Nixonland
Give the election one more week, and the nation would have been spared President Nixon. And then what?
American would have left the Vietnam War sooner, which I guess would have thrown Humphrey one historical advantage, and then he would have been defeated in 1972. By California Governor Ronald Reagan.
A more straight-forward and less messy political re-alignment, I suppose.
Regarding Richard Nixon’s “Southern Strategy”, I never quite realized how much of a necessity it was moreso than an opportunity Goldwater’s defeat had structually changed the Republican party, in its delegate count to the next convention, apportioned by how well the party did in the previous election — when Goldwater winning those four deep South states and his home state and nowhere else. Meaning Nixon had to woo the new king-maker, Strom Thurmond, going into his election.

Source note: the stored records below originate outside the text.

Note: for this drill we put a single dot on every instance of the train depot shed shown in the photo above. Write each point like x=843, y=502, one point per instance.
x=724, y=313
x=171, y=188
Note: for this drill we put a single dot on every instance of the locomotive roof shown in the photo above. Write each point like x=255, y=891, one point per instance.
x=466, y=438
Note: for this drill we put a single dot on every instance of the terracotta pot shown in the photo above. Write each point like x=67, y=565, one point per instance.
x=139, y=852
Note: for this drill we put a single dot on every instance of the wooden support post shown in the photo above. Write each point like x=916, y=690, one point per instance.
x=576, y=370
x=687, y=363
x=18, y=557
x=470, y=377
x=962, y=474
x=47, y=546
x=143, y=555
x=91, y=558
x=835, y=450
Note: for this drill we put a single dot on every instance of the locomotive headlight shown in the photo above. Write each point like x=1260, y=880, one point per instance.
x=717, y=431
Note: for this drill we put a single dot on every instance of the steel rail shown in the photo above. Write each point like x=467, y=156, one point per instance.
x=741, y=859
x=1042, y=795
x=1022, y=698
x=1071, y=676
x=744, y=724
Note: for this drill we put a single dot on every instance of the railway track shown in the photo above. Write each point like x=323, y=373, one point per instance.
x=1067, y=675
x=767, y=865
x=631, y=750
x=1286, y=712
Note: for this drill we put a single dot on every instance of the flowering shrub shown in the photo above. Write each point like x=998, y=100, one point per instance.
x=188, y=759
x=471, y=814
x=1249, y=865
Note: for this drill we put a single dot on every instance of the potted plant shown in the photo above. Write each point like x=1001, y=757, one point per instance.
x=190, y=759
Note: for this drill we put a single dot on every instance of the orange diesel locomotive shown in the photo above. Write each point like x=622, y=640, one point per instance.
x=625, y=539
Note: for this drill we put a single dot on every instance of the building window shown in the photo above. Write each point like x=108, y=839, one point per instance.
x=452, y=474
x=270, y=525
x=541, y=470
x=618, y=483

Our national Consensus unravelled under Johnson, moving beyond the congragulatory half-measures on civil rights under Eisenhower, and with Vietnam the fundamentals of Cold War thinking came to a head. What might be said about the ensuing Apocalypse is that we’re always mired in it and always have been. The pop cultural signposts represented by the three books atop the best-selling list in 1971 (The Population Bomb, Beyond Freedom and Dignity, The Late Great Planet Earth) is always available to crack our cultural psyches — that remains remarkably unchanged. Rick Perlstein knows this well enough — his next book taking off with Patty Hearst — and our rampant cultural paranoia of 1976 through 1986 is covered in similarly apocalyptic terms with this book.